Se non siete abituati a voltare la faccia dall’altra parte, se la vostra sensibilità non si è ancora esaurita, se vivete le emozioni di persone semplici e normali, non potete non esservi accorti di quanti esseri umani, ogni giorno ci passano vicino e sembra che vivano in un altro mondo.
Quando li notiamo è perché si sono resi responsabili di un comportamento che, noi normali definiamo come minimo, strano.
Alzano la voce ed inveiscono contro qualcuno ma questo qualcuno non c’è, camminano svelti e vanno avanti e indietro per molti chilometri al giorno per finire la giornata esausti, fanno finta di telefonare ed invece stanno solo recitando una parte che la loro mente gli suggerisce. Sono quelli che la subcultura popolare definisce: nun ce stann ca cap (non ci sono con la testa).
Qualche volta ci è capitato di notare da parte di persone definite normali, un atteggiamento di fastidio, di insofferenza, in altri di paura.
Non ci piace venire a contatto con queste persone, in molti prevale il senso di paura, perché si pensa che vogliano o possano farci del male. Questa è l’unica preoccupazione che ci coglie. E invece probabilmente in ognuna di queste persone, in ogni loro atteggiamento ci sia una richiesta di aiuto, la necessità di riempire in parte la solitudine in cui alimentano le loro paure ed il senso di infelicità che li pervade. Non abbiamo competenza per addentrarci in termini scientifici o clinici, certo è che queste persone prima erano da tutti considerate normali e poi è successo qualcosa, nel loro corpo, nella mente, senz’altro nella loro anima.
Non sappiamo se è l’anima che modifica il nostro cervello o il contrario. Una cosa è certa e si percepisce, difficilmente c’è felicità dietro queste malattie. Ogni sguardo è una invocazione di aiuto e se tutto va bene ci facciamo una bella risata dopo aver commentato un gesto, una parola e qualche volta una canzone. Sì perché queste persone, vuote nell’anima, sole nella vita materiale, sanno anche cantare ma sono lamenti, mai un gioioso ritornello. Urlano spesso perché vorrebbero essere notati, il loro è un lamento angoscioso, forte, che a noi arriva flebile o lo percepiamo come una minaccia da cui vogliamo allontanarci.
Il commento più banale e scontato che sentiamo pronunciare quanto si nota per le nostre strade una di tali persone è:”sarà l’acqua di questo paese!” quasi a volere trovare necessariamente una responsabilità che ci assolva. E invece no. Non è l’acqua, spesso è l’individuo con i suoi egoismi e la sua scarsa cultura che vuole necessariamente trovare una responsabilità, purchè non sia la sua.

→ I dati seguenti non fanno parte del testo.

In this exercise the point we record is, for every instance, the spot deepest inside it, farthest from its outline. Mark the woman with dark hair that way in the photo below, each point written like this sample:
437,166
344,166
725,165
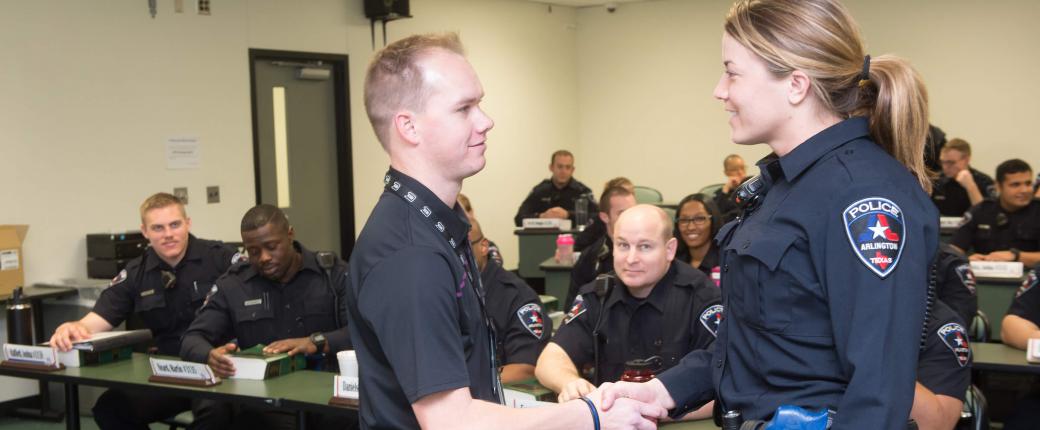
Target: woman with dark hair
696,224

Strano destino per queste persone, più hanno bisogno di aiuto e più sono lasciate sole. Spesso accade che è proprio l’ignoranza di chi gli sta vicino, di quanti avrebbero dovuto e potuto prevenire l’aggravarsi di questa malattia, a provocare la strada di non ritorno. La depressione, l’esaurimento nervoso vengono spesso nascosti per vergogna. Ci si chiude in casa perché nessuno se ne accorga, fino a quando la malattia non si manifesta in tutta la sua spettacolarità e allora scatta la vendetta, fuori per le strade a sbraitare, a telefonare, a cantare, a camminare perché tutti sappiano che stai male.
Noi non dobbiamo aver paura di queste persone, dovremmo forse cercare di entrare nella loro mente e nell’anima per sussurrare loro : coraggio amico mio, guardati intorno, non sei solo e non aver paura!